Al principio no había nada.

Absolutamente nada.

Todo estaba vacío.

Maheo, el Gran Espíritu, sentíase como desolado.

Miró en su entorno pero, obviamente, no había nada que ver.

Trató de oír, pero nada había que escuchar.

Únicamente se encontraba él, Maheo, solo en la nada.

-Tengo que poner remedio a esta situación.

Aunque gracias a su gran Poder, Maheo, no se consideraba aislado, porque él mismo era un universo. Mas, dado el hecho de que se movía a través de la nada y del tiempo sin fin, Maheo pensó que su Poder podía tener alguna aplicación productiva y concreta.

-¿Para qué sirve el Poder -se preguntó-, si no puede utilizarse para hacer el mundo y los distintos pueblos? Sí, tengo que poner remedio a esta situación.

    Y llevó a la práctica sus intenciones.

     Creando una amplísima extensión de agua, como un lago, pero salada. Comprendió el Gran Espíritu que partiendo del agua podría existir la vida. El lago mismo era vida.
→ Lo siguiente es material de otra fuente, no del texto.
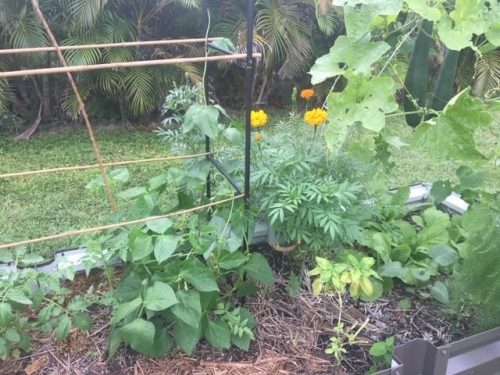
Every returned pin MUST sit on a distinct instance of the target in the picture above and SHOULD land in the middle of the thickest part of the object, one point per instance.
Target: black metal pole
(249, 78)
(205, 93)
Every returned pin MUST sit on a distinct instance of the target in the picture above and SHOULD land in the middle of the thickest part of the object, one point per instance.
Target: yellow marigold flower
(258, 119)
(307, 94)
(316, 117)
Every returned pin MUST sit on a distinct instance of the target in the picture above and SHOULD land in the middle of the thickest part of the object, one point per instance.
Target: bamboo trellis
(249, 56)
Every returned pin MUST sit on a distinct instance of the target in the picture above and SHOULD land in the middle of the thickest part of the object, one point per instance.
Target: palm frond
(84, 13)
(141, 92)
(487, 77)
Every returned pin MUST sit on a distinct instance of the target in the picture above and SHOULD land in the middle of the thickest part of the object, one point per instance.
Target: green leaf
(230, 261)
(159, 226)
(6, 315)
(451, 135)
(157, 182)
(198, 275)
(366, 101)
(163, 343)
(470, 179)
(120, 175)
(378, 349)
(126, 310)
(18, 296)
(440, 292)
(63, 327)
(441, 190)
(443, 255)
(224, 43)
(382, 244)
(141, 245)
(234, 135)
(129, 288)
(421, 7)
(357, 56)
(405, 304)
(359, 14)
(83, 321)
(435, 228)
(392, 269)
(258, 268)
(188, 309)
(165, 246)
(204, 118)
(6, 256)
(140, 335)
(218, 334)
(159, 297)
(132, 193)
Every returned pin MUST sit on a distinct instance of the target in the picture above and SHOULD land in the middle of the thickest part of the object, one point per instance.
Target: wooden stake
(79, 232)
(146, 43)
(93, 166)
(131, 64)
(81, 104)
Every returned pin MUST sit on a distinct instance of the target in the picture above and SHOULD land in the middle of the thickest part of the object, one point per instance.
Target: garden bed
(292, 332)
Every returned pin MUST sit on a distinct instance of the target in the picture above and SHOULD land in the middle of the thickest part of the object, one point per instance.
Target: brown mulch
(292, 333)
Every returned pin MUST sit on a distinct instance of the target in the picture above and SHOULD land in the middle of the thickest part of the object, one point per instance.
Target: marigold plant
(315, 117)
(258, 119)
(307, 94)
(258, 137)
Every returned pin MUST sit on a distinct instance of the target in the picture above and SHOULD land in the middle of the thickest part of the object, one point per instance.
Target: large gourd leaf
(357, 56)
(451, 135)
(364, 101)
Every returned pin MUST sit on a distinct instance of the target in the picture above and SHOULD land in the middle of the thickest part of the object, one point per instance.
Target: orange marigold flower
(258, 119)
(316, 117)
(307, 94)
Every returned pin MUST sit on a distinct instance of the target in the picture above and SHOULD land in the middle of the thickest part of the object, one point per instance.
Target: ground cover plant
(358, 258)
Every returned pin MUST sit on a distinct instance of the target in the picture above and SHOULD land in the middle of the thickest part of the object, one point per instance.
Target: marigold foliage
(307, 94)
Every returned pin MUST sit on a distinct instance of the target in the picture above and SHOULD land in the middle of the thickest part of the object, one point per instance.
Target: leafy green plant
(355, 271)
(179, 281)
(296, 192)
(474, 285)
(381, 354)
(413, 252)
(33, 301)
(177, 102)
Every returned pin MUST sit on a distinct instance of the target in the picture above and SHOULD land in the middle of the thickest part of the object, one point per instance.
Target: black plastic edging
(475, 355)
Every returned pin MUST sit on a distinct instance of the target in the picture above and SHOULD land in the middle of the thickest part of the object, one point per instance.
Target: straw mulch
(292, 333)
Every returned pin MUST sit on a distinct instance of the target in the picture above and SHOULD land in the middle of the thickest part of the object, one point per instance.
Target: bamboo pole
(81, 104)
(86, 68)
(74, 233)
(94, 166)
(146, 43)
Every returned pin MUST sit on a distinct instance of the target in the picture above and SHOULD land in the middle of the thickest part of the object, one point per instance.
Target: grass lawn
(35, 206)
(40, 205)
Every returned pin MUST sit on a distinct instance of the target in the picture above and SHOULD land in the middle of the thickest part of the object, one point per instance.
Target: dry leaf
(37, 365)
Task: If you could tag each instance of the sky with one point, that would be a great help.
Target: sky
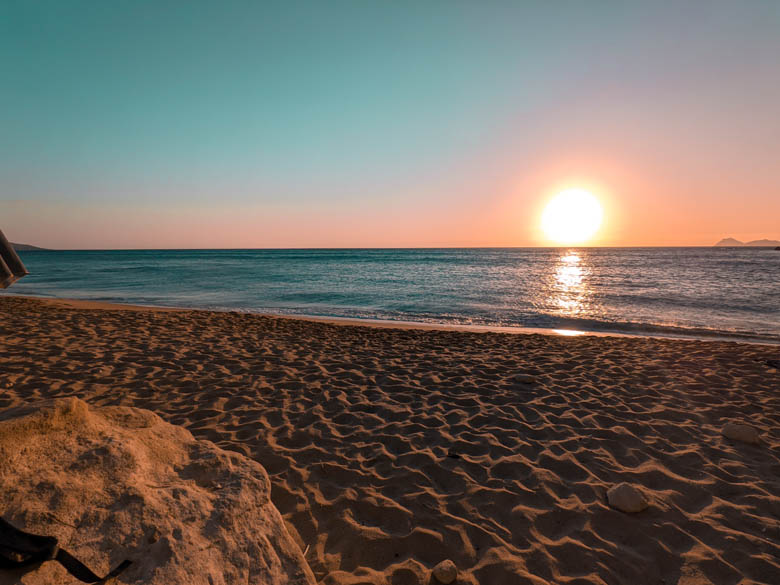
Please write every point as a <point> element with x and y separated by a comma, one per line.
<point>385,124</point>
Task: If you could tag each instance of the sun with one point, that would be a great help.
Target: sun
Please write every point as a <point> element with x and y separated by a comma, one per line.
<point>572,217</point>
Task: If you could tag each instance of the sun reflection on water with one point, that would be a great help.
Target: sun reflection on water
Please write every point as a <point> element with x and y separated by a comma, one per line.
<point>570,291</point>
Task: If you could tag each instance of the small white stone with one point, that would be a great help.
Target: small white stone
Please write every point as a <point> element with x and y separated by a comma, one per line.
<point>739,432</point>
<point>525,378</point>
<point>445,572</point>
<point>626,498</point>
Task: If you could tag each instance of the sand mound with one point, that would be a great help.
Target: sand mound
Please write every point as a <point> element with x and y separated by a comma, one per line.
<point>119,483</point>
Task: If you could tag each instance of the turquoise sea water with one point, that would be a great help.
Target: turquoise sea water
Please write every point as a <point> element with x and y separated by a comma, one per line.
<point>733,292</point>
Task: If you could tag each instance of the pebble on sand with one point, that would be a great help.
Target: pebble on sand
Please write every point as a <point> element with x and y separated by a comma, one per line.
<point>740,432</point>
<point>627,498</point>
<point>445,572</point>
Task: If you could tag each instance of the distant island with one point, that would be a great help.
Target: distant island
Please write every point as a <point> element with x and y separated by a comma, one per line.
<point>25,247</point>
<point>756,243</point>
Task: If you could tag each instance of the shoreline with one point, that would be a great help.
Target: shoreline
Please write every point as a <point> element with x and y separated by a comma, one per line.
<point>403,324</point>
<point>391,449</point>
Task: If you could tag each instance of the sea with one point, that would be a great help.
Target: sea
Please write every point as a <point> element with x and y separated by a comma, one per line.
<point>725,293</point>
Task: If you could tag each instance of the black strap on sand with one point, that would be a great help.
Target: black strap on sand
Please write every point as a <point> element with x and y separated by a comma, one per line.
<point>19,549</point>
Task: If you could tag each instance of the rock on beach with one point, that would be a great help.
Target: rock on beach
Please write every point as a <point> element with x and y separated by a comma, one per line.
<point>117,483</point>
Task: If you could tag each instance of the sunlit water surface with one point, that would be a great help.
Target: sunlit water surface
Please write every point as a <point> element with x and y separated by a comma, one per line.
<point>690,291</point>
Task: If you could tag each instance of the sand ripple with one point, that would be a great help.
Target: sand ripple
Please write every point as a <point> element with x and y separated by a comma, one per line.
<point>391,450</point>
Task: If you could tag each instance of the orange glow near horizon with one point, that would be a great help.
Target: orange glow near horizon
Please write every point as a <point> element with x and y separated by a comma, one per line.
<point>573,216</point>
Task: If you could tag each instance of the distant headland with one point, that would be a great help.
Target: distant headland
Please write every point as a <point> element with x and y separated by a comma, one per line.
<point>25,247</point>
<point>755,243</point>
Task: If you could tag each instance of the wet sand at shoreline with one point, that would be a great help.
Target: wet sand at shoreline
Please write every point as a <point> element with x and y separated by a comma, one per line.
<point>391,449</point>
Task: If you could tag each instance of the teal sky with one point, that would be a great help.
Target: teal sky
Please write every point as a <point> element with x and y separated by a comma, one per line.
<point>249,124</point>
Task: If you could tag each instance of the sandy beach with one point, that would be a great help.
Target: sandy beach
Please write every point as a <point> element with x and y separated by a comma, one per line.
<point>392,449</point>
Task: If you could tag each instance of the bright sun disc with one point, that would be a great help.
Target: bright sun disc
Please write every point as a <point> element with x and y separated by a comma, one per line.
<point>572,217</point>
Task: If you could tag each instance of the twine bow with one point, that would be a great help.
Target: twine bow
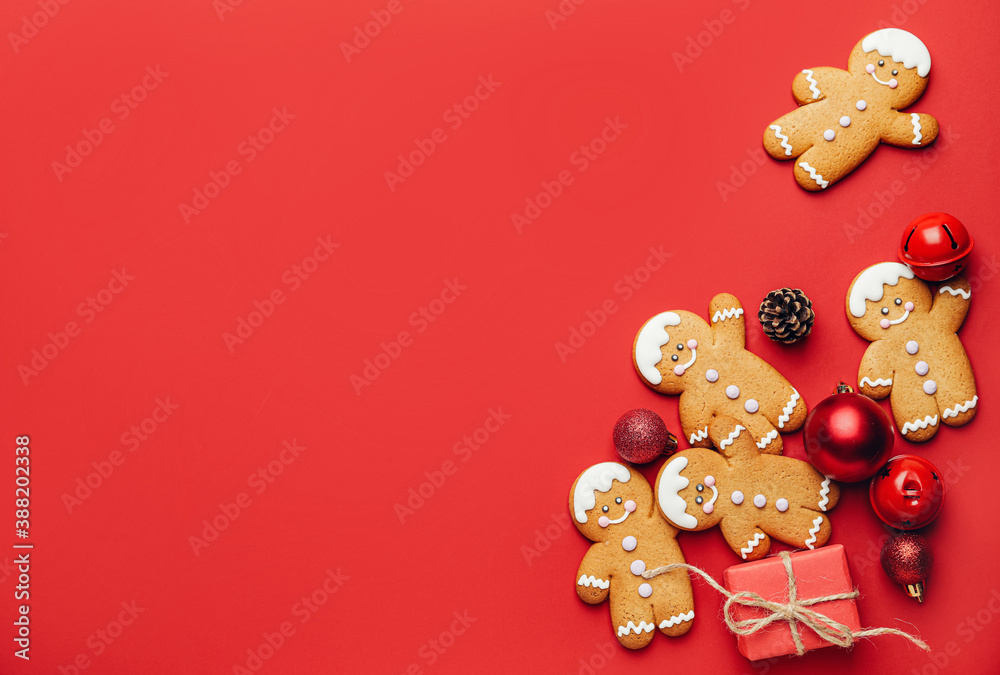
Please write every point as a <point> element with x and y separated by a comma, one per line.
<point>795,611</point>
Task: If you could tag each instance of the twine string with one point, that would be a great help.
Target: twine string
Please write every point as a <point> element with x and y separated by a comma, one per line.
<point>795,611</point>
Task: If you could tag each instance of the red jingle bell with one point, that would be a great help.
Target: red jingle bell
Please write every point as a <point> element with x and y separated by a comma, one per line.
<point>847,436</point>
<point>936,246</point>
<point>907,492</point>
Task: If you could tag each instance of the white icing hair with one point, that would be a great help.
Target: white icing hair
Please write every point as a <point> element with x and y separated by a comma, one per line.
<point>652,336</point>
<point>671,503</point>
<point>901,46</point>
<point>870,284</point>
<point>597,477</point>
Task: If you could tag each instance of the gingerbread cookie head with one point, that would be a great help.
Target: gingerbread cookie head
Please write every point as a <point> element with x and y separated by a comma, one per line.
<point>667,346</point>
<point>896,62</point>
<point>686,489</point>
<point>604,496</point>
<point>886,298</point>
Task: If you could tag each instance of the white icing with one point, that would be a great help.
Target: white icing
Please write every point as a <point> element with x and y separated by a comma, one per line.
<point>727,314</point>
<point>733,435</point>
<point>671,503</point>
<point>928,421</point>
<point>813,84</point>
<point>643,627</point>
<point>786,412</point>
<point>783,138</point>
<point>815,176</point>
<point>813,531</point>
<point>917,136</point>
<point>674,620</point>
<point>870,284</point>
<point>824,493</point>
<point>960,408</point>
<point>900,46</point>
<point>766,440</point>
<point>752,544</point>
<point>647,346</point>
<point>956,291</point>
<point>597,477</point>
<point>699,435</point>
<point>592,581</point>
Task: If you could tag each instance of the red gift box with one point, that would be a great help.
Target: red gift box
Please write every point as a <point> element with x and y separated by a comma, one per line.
<point>819,573</point>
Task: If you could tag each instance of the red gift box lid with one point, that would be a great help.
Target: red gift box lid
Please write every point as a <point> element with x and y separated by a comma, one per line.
<point>817,573</point>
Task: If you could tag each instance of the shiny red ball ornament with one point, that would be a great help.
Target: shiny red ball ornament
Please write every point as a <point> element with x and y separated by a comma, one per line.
<point>641,436</point>
<point>936,246</point>
<point>907,560</point>
<point>907,492</point>
<point>847,436</point>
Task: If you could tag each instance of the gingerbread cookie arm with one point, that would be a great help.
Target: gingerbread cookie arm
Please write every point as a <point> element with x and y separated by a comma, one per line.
<point>726,316</point>
<point>593,579</point>
<point>910,130</point>
<point>874,379</point>
<point>951,303</point>
<point>813,84</point>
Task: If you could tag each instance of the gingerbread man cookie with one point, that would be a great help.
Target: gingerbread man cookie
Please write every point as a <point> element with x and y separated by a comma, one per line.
<point>708,365</point>
<point>846,114</point>
<point>915,355</point>
<point>751,496</point>
<point>613,507</point>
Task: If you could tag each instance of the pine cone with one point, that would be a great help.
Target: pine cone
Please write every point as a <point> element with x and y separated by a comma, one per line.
<point>786,315</point>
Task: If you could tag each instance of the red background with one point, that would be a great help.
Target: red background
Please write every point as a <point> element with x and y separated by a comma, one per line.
<point>466,549</point>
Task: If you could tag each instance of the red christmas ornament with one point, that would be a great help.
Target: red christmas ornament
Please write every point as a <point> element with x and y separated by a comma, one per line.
<point>936,246</point>
<point>907,560</point>
<point>907,492</point>
<point>641,436</point>
<point>847,436</point>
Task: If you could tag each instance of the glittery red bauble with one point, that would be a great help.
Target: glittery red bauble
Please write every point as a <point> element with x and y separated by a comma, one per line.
<point>847,436</point>
<point>907,559</point>
<point>907,493</point>
<point>641,436</point>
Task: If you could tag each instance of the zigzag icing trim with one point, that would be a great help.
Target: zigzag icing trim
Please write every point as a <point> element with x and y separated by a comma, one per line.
<point>727,314</point>
<point>766,441</point>
<point>643,627</point>
<point>813,531</point>
<point>956,291</point>
<point>786,413</point>
<point>812,83</point>
<point>752,544</point>
<point>917,136</point>
<point>815,176</point>
<point>784,139</point>
<point>960,408</point>
<point>928,421</point>
<point>674,620</point>
<point>824,493</point>
<point>591,580</point>
<point>699,435</point>
<point>732,437</point>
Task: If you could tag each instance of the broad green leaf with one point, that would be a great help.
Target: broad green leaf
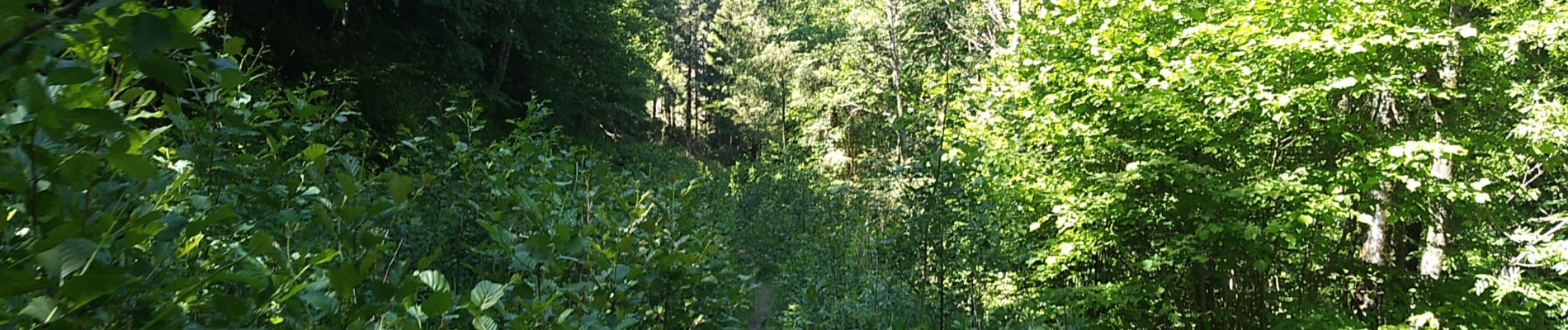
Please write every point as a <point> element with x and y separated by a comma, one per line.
<point>19,282</point>
<point>234,45</point>
<point>345,277</point>
<point>400,185</point>
<point>88,286</point>
<point>435,280</point>
<point>102,120</point>
<point>165,71</point>
<point>315,152</point>
<point>484,323</point>
<point>437,304</point>
<point>43,309</point>
<point>134,166</point>
<point>486,295</point>
<point>69,257</point>
<point>69,75</point>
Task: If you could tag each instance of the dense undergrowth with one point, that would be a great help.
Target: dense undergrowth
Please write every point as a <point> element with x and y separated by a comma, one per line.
<point>800,165</point>
<point>154,182</point>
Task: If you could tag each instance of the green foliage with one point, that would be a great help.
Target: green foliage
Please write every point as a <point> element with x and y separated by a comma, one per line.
<point>153,182</point>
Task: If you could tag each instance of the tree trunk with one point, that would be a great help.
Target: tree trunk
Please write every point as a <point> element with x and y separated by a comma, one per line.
<point>1437,235</point>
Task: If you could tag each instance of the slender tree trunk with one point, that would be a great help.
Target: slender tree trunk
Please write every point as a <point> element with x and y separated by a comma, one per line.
<point>897,71</point>
<point>1437,235</point>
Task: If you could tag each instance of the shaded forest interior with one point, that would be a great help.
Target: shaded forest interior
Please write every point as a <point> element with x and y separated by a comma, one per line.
<point>783,165</point>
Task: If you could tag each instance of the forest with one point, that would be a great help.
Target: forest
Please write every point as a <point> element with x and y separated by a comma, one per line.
<point>593,165</point>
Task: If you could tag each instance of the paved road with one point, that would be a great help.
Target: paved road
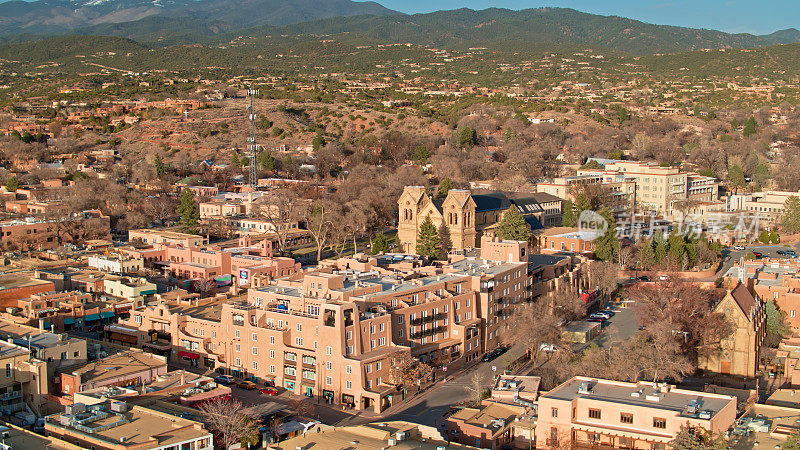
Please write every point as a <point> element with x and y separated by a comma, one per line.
<point>731,256</point>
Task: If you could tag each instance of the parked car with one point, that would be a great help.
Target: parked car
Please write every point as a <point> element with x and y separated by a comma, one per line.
<point>548,348</point>
<point>269,390</point>
<point>224,379</point>
<point>248,385</point>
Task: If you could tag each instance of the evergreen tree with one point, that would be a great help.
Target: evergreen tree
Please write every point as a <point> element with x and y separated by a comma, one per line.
<point>444,188</point>
<point>266,161</point>
<point>159,165</point>
<point>12,184</point>
<point>677,248</point>
<point>445,243</point>
<point>421,154</point>
<point>791,215</point>
<point>568,218</point>
<point>513,226</point>
<point>606,247</point>
<point>467,137</point>
<point>750,127</point>
<point>187,209</point>
<point>428,239</point>
<point>647,256</point>
<point>381,244</point>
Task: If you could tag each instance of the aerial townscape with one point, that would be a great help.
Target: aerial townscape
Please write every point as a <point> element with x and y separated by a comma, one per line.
<point>328,224</point>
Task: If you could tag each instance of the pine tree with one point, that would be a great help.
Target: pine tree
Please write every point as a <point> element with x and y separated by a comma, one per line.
<point>791,215</point>
<point>190,215</point>
<point>567,214</point>
<point>381,244</point>
<point>159,165</point>
<point>647,257</point>
<point>513,226</point>
<point>444,188</point>
<point>445,243</point>
<point>428,239</point>
<point>12,184</point>
<point>749,127</point>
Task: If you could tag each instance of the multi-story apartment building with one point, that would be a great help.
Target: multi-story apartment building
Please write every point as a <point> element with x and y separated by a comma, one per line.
<point>335,332</point>
<point>739,353</point>
<point>657,189</point>
<point>469,216</point>
<point>768,205</point>
<point>618,195</point>
<point>643,415</point>
<point>771,280</point>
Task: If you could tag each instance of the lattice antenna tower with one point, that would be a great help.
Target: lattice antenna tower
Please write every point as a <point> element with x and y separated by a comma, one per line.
<point>252,147</point>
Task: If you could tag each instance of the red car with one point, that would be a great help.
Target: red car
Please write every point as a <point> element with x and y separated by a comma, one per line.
<point>269,391</point>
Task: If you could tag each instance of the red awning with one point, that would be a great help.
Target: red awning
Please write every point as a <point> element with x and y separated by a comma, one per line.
<point>188,355</point>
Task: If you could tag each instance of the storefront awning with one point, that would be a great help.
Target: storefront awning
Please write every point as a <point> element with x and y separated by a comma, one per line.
<point>188,355</point>
<point>123,338</point>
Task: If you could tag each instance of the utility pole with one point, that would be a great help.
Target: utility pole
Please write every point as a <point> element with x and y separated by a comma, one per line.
<point>252,147</point>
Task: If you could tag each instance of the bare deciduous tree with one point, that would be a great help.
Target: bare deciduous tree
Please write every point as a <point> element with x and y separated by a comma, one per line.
<point>226,416</point>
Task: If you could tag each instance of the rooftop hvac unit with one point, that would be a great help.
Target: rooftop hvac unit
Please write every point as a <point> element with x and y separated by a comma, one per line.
<point>76,408</point>
<point>119,406</point>
<point>66,420</point>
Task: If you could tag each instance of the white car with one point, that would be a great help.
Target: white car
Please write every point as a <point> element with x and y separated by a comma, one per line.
<point>548,348</point>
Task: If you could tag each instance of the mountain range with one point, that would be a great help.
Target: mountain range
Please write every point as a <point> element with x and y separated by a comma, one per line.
<point>171,22</point>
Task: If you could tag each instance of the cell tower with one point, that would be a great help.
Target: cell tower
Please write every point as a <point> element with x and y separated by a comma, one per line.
<point>252,147</point>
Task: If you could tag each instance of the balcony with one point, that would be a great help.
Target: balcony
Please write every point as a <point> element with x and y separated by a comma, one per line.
<point>428,319</point>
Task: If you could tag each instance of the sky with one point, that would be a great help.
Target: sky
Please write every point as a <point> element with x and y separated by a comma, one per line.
<point>733,16</point>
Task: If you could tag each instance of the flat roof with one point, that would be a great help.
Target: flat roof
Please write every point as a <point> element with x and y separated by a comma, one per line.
<point>369,436</point>
<point>144,426</point>
<point>117,365</point>
<point>675,400</point>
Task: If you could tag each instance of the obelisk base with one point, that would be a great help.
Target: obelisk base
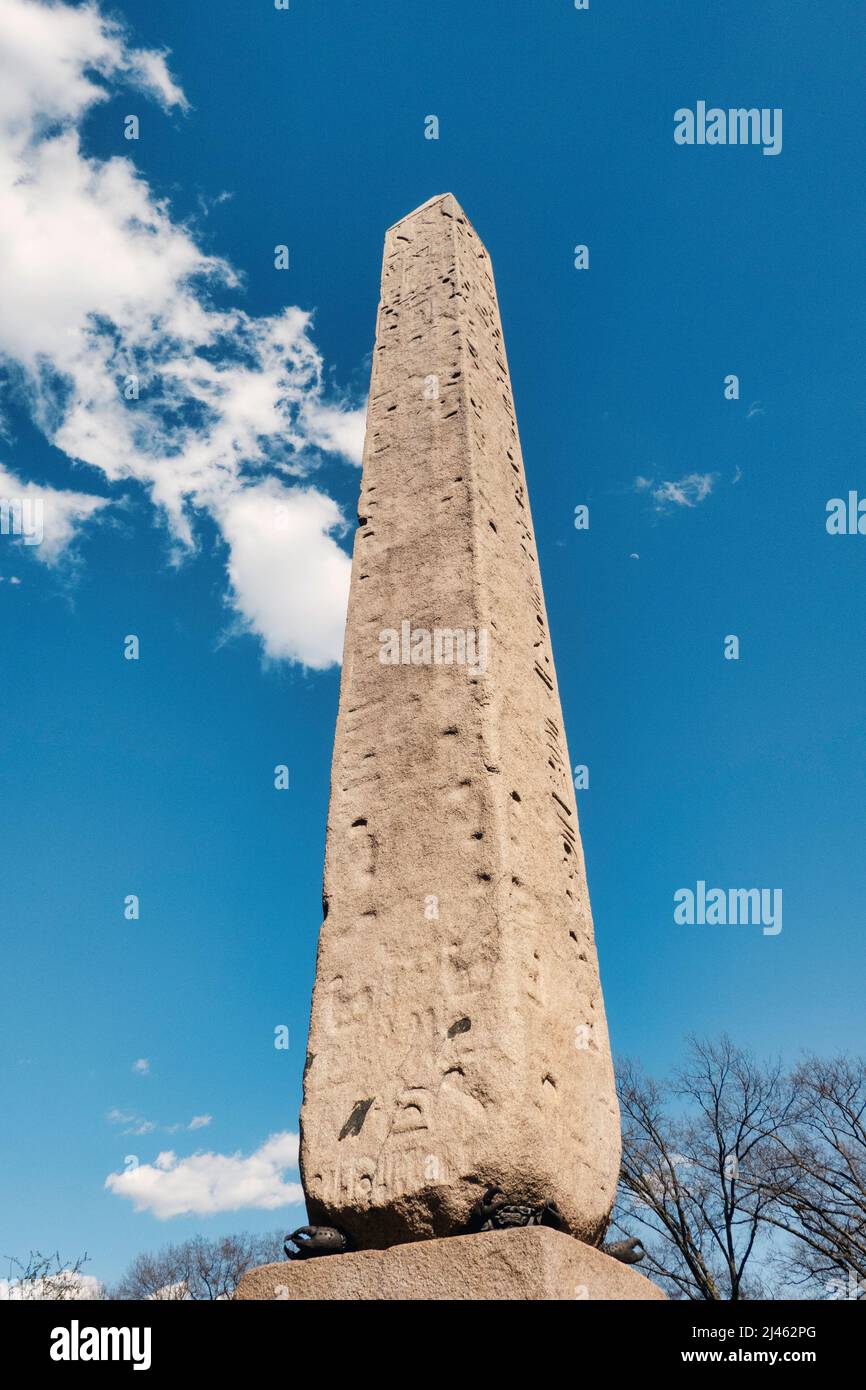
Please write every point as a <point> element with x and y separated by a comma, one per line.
<point>526,1264</point>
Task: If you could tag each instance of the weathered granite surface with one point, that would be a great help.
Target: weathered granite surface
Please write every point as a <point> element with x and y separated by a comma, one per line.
<point>458,1033</point>
<point>528,1264</point>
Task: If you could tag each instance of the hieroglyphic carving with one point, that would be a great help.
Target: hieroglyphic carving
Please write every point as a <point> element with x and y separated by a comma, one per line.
<point>453,1030</point>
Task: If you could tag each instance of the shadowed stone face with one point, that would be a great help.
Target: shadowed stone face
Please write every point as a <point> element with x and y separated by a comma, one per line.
<point>458,1034</point>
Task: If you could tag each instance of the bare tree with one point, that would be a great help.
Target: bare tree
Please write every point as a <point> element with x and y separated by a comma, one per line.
<point>818,1179</point>
<point>49,1278</point>
<point>695,1161</point>
<point>199,1269</point>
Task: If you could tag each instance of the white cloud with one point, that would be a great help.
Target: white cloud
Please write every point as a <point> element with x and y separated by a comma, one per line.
<point>206,1183</point>
<point>52,527</point>
<point>125,363</point>
<point>63,1285</point>
<point>685,492</point>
-Deberían existir seres que viviesen en las aguas -dijo Maheo a su Poder. Y así fue.

    Primero hizo los peces que nadaban en las oscuras aguas, luego las almejas y los caracoles y los ástacos, que vivían eh la arena y en el fondo del lago.

-Formemos ahora seres que puedan moverse sobre el agua -requirió de su Poder.

   Así ocurrió.

    Fueron apareciendo los gansos, los ánades, los charranes, las fochas, las cercetas, viviendo y nadando en los alrededores del lago. En la oscuridad, Maheo, podía escuchar el chapoteo de sus patas y el batir de sus alas.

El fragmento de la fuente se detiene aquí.